Judging by seeding alone.
The Spartans are seeded No.7, the Gators No.2, so in theory a Michigan State win would count as an upset.
MSU could get it done the way it has in every other win this season, banging the boards and playing solid defense. The Spartans led the Big Ten in rebounding a sixth straight year.
In MSU's 20 wins, it has a plus-5.8 rebound margin.
Then there's Chris Hill. He has moved from shooting guard to the point and admittedly struggled. "It's been a tough transition, very up and down," he said.
But when he's "up," Hill can shoot the 3 as well as anyone. In two seasons, he is third on the MSU career list with 154 3-pointers. If he gets hot, look out. He did Friday night and the Spartans advanced. No other Spartans are averaging double figures, though, in a four-only offensive option.
Close games have not been MSU's strength. In 11 of 12 losses, the Spartans either have been ahead or trailing by four or fewer with around three minutes remaining. Florida, on the other hand, has won.
The Gators also have big-time shooters in Anthony Roberson, Matt Walsh, Matt Bonner -- and Brett Nelson if he's having a good night.
Since Florida can't match MSU power for power, the Gators need their perimeter shooters to step up tonight and take the pressure off David Lee and Bonner. What they don't want to do is get into a halfcourt game with Michigan State slowing things down and taking the Gators away from their strengths.
"We will try to focus on our style of play, pressing and running," Nelson said. "Michigan State is a great team. They are very physical and willing to go up and down the court with us, but we can't slow it down."
To avoid a loss, Florida should concentrate on forcing MSU into turnovers.

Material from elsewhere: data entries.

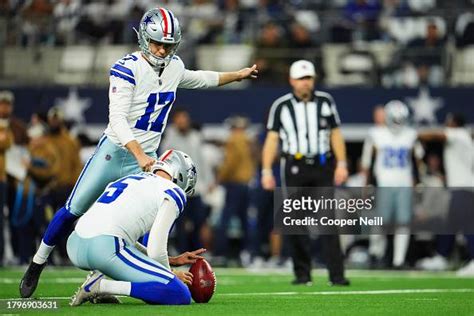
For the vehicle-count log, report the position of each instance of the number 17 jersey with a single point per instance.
(141, 99)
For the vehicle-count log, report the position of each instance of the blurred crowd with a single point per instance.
(230, 214)
(280, 31)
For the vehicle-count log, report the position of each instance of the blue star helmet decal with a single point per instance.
(148, 20)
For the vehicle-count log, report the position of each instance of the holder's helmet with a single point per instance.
(180, 167)
(396, 114)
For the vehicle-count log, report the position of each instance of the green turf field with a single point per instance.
(243, 293)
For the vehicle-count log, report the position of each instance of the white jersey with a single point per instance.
(141, 98)
(393, 161)
(129, 207)
(459, 158)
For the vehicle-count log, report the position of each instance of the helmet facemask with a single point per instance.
(159, 25)
(396, 115)
(180, 167)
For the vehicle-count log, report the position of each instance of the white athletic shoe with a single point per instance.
(467, 270)
(436, 263)
(89, 290)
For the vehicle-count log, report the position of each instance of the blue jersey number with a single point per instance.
(115, 189)
(395, 157)
(162, 98)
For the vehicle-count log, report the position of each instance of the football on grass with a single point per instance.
(204, 281)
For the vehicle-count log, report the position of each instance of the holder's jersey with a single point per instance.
(393, 165)
(141, 98)
(129, 207)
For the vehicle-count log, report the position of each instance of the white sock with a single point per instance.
(400, 245)
(377, 245)
(115, 287)
(42, 253)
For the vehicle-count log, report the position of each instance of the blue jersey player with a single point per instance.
(142, 91)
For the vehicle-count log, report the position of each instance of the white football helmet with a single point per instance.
(180, 167)
(161, 26)
(396, 114)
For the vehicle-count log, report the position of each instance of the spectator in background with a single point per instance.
(300, 37)
(235, 174)
(363, 19)
(66, 15)
(427, 54)
(70, 163)
(379, 115)
(6, 140)
(458, 164)
(38, 24)
(270, 63)
(28, 210)
(182, 136)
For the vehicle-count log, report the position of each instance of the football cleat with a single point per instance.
(89, 290)
(30, 279)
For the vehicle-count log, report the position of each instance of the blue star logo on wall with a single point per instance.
(424, 107)
(148, 20)
(73, 106)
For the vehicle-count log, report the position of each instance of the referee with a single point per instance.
(313, 155)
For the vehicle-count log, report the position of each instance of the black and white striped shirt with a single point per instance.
(304, 127)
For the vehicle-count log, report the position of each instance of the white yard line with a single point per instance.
(333, 293)
(45, 280)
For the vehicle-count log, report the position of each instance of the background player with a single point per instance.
(105, 237)
(394, 146)
(142, 91)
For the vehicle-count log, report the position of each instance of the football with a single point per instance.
(204, 281)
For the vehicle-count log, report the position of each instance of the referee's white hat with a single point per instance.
(302, 68)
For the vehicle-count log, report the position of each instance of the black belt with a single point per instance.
(321, 159)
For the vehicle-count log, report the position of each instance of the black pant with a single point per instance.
(300, 173)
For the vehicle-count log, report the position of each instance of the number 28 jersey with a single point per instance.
(394, 150)
(140, 100)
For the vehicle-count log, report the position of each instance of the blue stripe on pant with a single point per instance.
(108, 163)
(151, 281)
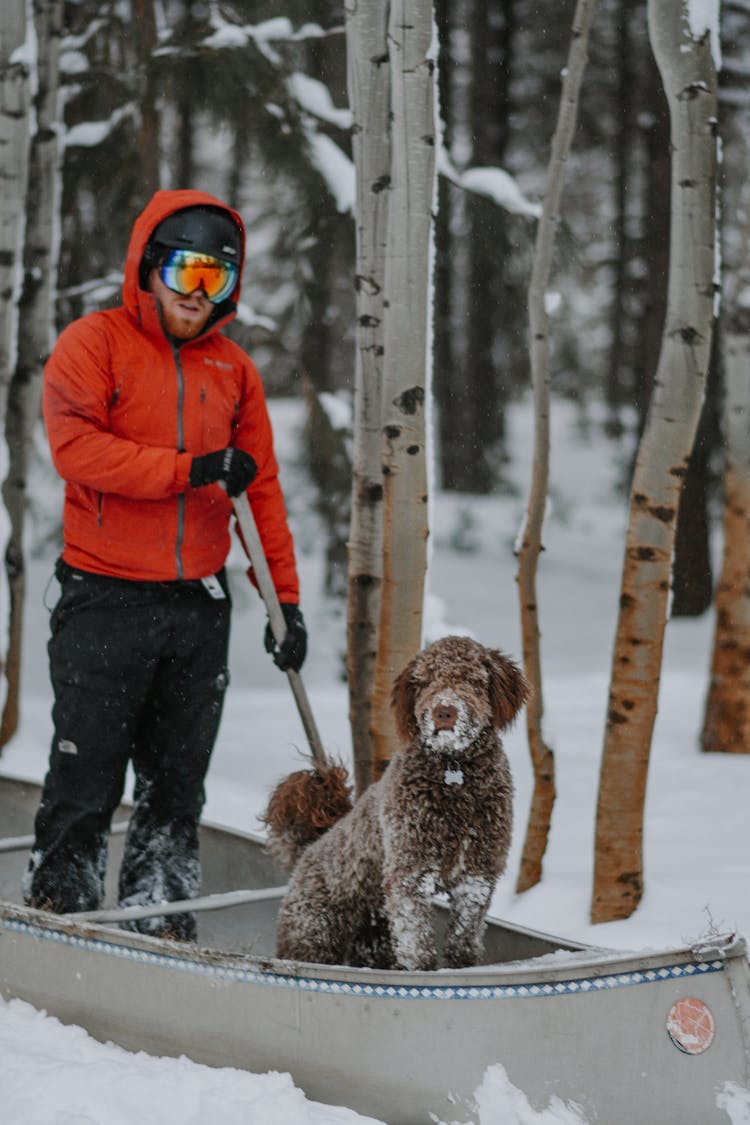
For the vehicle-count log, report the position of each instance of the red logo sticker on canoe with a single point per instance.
(690, 1026)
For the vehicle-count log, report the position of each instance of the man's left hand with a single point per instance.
(291, 653)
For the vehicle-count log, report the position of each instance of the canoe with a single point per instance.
(651, 1036)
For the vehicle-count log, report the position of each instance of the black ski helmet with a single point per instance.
(208, 230)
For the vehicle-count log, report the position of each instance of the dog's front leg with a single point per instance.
(466, 925)
(408, 908)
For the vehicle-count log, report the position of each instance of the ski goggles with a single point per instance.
(186, 270)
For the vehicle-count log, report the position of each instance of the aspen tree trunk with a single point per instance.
(687, 70)
(15, 107)
(405, 360)
(15, 123)
(726, 721)
(542, 757)
(369, 95)
(35, 327)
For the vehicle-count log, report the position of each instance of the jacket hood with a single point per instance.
(160, 206)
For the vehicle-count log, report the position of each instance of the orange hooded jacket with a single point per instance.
(126, 411)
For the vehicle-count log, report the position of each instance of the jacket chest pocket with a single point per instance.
(218, 410)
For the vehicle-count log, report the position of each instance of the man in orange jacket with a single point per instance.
(155, 420)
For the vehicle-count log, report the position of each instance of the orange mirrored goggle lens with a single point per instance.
(184, 271)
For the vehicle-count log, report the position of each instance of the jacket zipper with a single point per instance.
(180, 439)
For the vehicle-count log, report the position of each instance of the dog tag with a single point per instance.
(214, 587)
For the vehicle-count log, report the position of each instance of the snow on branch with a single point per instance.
(494, 182)
(89, 134)
(334, 167)
(227, 35)
(314, 98)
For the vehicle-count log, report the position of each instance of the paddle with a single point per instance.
(254, 547)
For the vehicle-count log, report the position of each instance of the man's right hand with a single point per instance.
(232, 467)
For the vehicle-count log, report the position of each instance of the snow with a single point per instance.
(697, 833)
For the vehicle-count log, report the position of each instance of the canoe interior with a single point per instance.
(229, 861)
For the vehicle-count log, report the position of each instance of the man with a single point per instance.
(155, 420)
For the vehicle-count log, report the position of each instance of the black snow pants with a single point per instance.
(138, 671)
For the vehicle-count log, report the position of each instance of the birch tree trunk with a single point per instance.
(369, 95)
(687, 70)
(16, 59)
(726, 721)
(35, 326)
(15, 125)
(542, 756)
(405, 360)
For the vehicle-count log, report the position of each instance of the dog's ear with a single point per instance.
(508, 687)
(403, 698)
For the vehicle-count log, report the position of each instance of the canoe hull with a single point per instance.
(586, 1025)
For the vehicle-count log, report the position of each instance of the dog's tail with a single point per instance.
(303, 807)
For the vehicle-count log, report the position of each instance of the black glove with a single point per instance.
(292, 651)
(234, 467)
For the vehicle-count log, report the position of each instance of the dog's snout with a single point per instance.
(444, 716)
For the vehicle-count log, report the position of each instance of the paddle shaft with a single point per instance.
(219, 901)
(252, 540)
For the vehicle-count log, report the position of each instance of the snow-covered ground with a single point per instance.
(697, 833)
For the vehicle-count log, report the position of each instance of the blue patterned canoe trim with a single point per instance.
(579, 986)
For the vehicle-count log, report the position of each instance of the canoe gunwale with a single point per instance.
(599, 968)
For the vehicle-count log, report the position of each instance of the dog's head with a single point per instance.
(452, 691)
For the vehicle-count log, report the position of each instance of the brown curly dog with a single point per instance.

The Spartans are 13-3 when committing the same number or fewer turnovers than opponents, but 7-9 when committing more. They average 14.4 per game.
As both teams have offsetting strengths and weaknesses, Florida's biggest edge in avoiding an "upset" might be the home-court advantage. Its home court is two hours away, so if fans show up and get in the game, advantage goes to the Gators.
Sort of. Michigan State is road tested, having played Oklahoma, Kentucky and Oklahoma State away from East Lansing. It is used to hostile crowds.
"It might as well be down in Gainesville," Hill said. "The crowd's going to be behind them, but that's why we play the schedule we play."